"Newgenics" is the name given to modern eugenic practices that have emerged in light of new technological developments, referring to ideas and practices that appeal to scientific advances and genetic knowledge with the aim of improving mankind and curing or eliminating genetically based illness. Common examples of newgenics practices included pre-implantation genetic diagnosis (PGD) and selective abortion after prenatal testing. This label would also extend to the not yet fully-developed field of genetic engineering. Given the focus on the birth of healthy children, an argument could also be made that practices like discouraging women from drinking or smoking during pregnancy, or encouraging them to take supplements like folic acid, could be classified as newgenics.

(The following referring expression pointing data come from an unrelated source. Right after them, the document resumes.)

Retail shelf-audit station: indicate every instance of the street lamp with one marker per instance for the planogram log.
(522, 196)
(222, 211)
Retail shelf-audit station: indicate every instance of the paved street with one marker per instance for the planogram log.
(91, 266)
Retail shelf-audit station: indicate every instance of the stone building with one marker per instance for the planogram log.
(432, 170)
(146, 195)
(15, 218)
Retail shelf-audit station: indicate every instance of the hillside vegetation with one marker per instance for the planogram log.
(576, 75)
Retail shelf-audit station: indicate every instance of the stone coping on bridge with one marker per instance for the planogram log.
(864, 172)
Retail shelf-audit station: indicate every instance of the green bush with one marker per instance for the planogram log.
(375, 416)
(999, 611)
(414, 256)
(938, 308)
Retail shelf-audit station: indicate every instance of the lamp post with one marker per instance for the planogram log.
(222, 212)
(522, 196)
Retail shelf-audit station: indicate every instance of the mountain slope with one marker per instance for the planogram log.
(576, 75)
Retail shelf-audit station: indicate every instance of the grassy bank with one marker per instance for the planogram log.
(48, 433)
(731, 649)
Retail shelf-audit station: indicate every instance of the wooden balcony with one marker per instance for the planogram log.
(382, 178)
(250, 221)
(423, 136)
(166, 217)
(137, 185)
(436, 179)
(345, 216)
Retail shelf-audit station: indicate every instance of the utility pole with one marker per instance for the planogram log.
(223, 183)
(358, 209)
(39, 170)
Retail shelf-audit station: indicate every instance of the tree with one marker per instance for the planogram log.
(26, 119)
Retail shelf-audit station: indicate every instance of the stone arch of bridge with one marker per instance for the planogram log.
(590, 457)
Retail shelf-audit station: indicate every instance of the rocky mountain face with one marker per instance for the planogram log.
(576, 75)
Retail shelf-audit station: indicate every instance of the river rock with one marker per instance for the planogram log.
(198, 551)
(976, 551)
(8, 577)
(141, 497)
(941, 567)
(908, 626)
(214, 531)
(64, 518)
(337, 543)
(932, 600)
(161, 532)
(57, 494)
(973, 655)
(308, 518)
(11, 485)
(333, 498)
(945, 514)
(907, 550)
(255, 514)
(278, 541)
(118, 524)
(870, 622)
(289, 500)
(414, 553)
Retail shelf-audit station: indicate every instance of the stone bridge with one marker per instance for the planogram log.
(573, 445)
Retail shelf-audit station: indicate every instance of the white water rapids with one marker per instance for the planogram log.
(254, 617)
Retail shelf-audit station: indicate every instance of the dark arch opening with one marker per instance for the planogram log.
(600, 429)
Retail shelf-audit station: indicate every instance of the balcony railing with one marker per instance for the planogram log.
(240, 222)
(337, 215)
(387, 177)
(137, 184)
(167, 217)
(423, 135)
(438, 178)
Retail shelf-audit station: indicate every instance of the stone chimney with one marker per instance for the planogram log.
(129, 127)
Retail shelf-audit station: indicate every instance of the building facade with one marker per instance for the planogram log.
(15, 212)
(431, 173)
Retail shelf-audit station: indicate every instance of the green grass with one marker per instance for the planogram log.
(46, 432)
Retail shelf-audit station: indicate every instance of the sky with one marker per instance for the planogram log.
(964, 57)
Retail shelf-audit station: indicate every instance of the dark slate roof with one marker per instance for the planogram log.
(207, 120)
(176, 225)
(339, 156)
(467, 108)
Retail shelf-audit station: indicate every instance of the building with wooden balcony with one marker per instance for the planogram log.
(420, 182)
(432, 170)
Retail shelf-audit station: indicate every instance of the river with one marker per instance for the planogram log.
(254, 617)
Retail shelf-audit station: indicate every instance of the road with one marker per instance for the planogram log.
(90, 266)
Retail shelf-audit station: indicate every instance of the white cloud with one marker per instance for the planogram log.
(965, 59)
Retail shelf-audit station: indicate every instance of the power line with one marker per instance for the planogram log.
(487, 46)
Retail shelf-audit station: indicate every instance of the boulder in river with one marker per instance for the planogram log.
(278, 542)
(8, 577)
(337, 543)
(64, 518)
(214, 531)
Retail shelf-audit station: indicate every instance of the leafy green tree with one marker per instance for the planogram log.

Despite the discrediting of traditional eugenic theory, newgenics has emerged as a potentially kinder, gentler alternative. Especially as they relate to the use of reproductive technologies, these practices can be distinguished from traditional eugenics in three major ways. First, they tend to be examples of positive rather than negative eugenics, meaning that they are concerned with encouraging people to have “good” children, rather than with discouraging “bad” people from reproducing. Second, they tend to fully embrace the concept of reproductive autonomy, encouraging potential parents to exercise their reproductive rights and use the technologies that are available to them. Finally, newgenics is different because the government is not directly involved: there is no legislation mandating that potential parents use reproductive technologies.
Given these differences, some critics have questioned the name “newgenics,” as they feel it unfairly associates moral permissible practices involving the exercise of reproductive rights with morally impermissible practices like involuntary sterilization. Proponents, however, point to other important links between newgenics and traditional eugenics. Notably, newgenic practices are still linked up with our conceptions of pathology, subnormalcy, and normalcy—conceptions that, some have argued, are largely socially constructed. Further, central to the premise of newgenics is the idea that the presence of genetic “defects” is a problem to be solved, and that the solution to this problem involves preventing the birth of individuals who would be deemed defective.